Des chercheurs universitaires ont mis au point une nouvelle variante d’attaques Rowhammer qui contourne les derniers mécanismes de protection des puces mémoire DDR5 de SK Hynix.
Une attaque Rowhammer fonctionne en accédant de manière répétée à des rangées spécifiques de cellules de mémoire à des opérations de lecture/écriture à grande vitesse pour provoquer suffisamment d’interférences électriques pour modifier la valeur des bits voisins de un à zéro et vice-versa (retournement de bits).
Un attaquant pourrait potentiellement corrompre des données, augmenter ses privilèges sur le système, exécuter du code malveillant ou accéder à des données sensibles.
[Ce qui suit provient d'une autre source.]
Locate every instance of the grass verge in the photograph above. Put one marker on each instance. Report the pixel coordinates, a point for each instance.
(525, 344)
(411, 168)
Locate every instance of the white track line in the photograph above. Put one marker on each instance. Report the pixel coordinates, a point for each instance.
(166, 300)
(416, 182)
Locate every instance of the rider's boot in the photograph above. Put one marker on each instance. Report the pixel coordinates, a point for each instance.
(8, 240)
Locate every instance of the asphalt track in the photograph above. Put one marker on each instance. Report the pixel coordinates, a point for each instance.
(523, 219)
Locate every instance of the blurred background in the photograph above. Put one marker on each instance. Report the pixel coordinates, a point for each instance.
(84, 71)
Un mécanisme de défense contre les attaques Rowhammer est appelé Actualisation de la ligne cible (TRR), qui empêche les retournements de bits en émettant une commande d’actualisation supplémentaire lors de la détection d’accès fréquents à une ligne particulière.
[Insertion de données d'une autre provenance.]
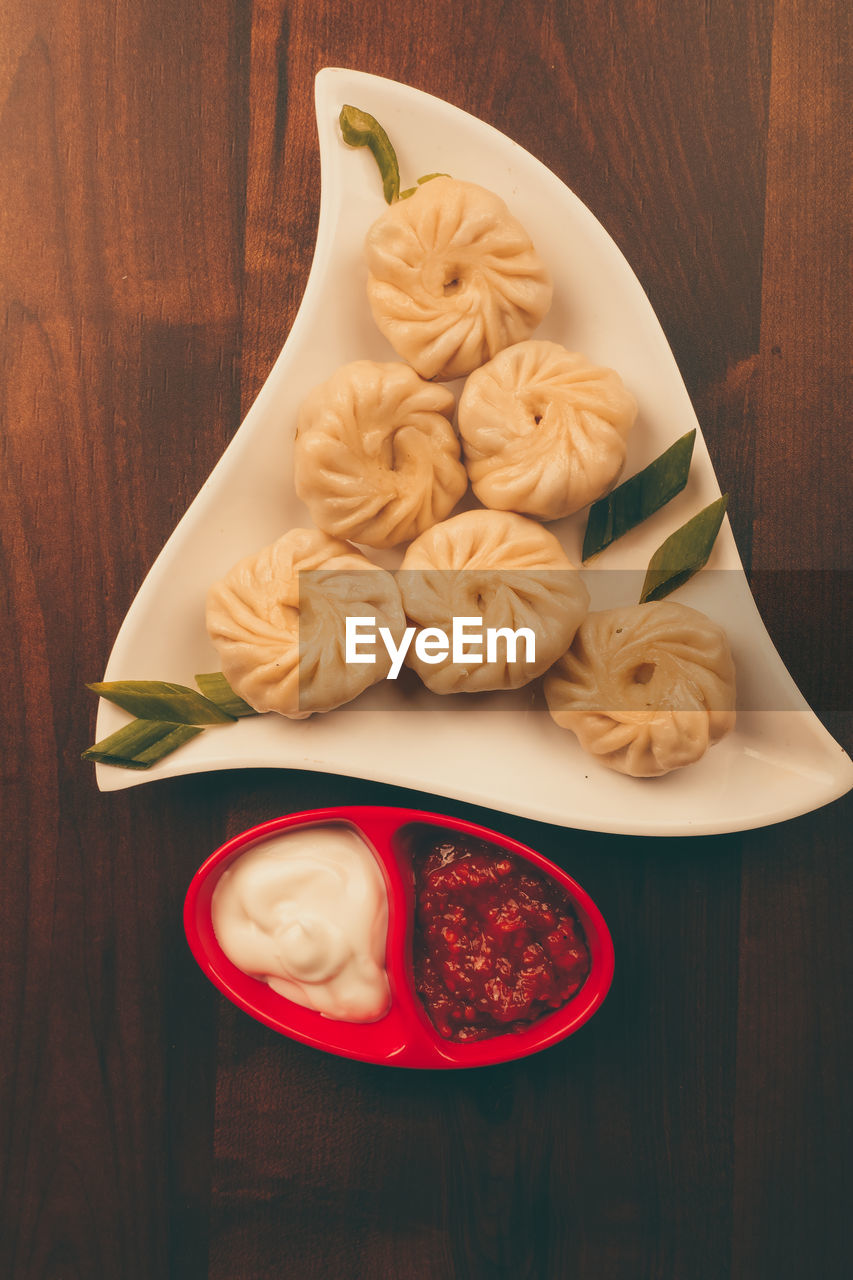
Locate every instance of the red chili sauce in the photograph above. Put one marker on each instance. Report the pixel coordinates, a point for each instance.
(497, 942)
Marteler la DDR5 pour l’élévation des privilèges
Une équipe de chercheurs du Groupe de sécurité informatique (COMSEC) de l’Université ETH Zurich en Suisse et Google ont créé une nouvelle attaque Rowhammer DDR5 qu’ils appellent Phoenix, qui peut retourner des bits dans des puces de mémoire pour permettre une activité malveillante.
Les tests ont été effectués sur des produits DDR5 d’Hynix, l’un des plus grands fabricants de puces mémoire avec environ 36% du marché, mais le risque de sécurité peut également s’étendre aux produits d’autres fournisseurs.
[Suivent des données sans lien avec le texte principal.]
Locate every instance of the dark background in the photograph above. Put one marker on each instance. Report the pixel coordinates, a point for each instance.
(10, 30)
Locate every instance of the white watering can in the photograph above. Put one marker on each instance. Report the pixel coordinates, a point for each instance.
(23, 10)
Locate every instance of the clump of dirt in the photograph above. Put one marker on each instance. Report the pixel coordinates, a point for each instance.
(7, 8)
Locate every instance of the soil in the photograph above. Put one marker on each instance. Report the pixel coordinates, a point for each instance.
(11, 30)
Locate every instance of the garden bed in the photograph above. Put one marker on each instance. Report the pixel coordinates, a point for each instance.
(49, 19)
Après avoir procédé à l’ingénierie inverse des protections complexes mises en œuvre par Hynix contre Rowhammer et appris comment elles fonctionnaient, les chercheurs ont découvert que certains intervalles de rafraîchissement n’étaient pas échantillonnés par l’atténuation, ce qui pouvait être exploité.
Ils ont également développé une méthode permettant à Phoenix de suivre et de synchroniser des milliers d’opérations de rafraîchissement en s’autocorrectant lorsqu’il détecte une opération manquée.
Pour échapper aux protections TRR, les motifs Rowhammer de l’attaque Phoenix couvrent les intervalles de rafraîchissement 128 et 2608 et ne marquent des emplacements d’activation spécifiques qu’à des moments précis.
En utilisant leur modèle, les chercheurs ont pu retourner des bits sur les 15 puces de mémoire DDR5 du pool de test et ont créé le premier exploit d’escalade de privilèges Rowhammer.
Lors des tests, il leur a fallu moins de deux minutes pour obtenir un shell avec les privilèges root “sur un système DDR5 standard avec les paramètres par défaut.”
De plus, les chercheurs ont également exploré la possibilité d’une exploitation pratique en utilisant la méthode d’attaque Phoenix pour prendre le contrôle d’un système cible.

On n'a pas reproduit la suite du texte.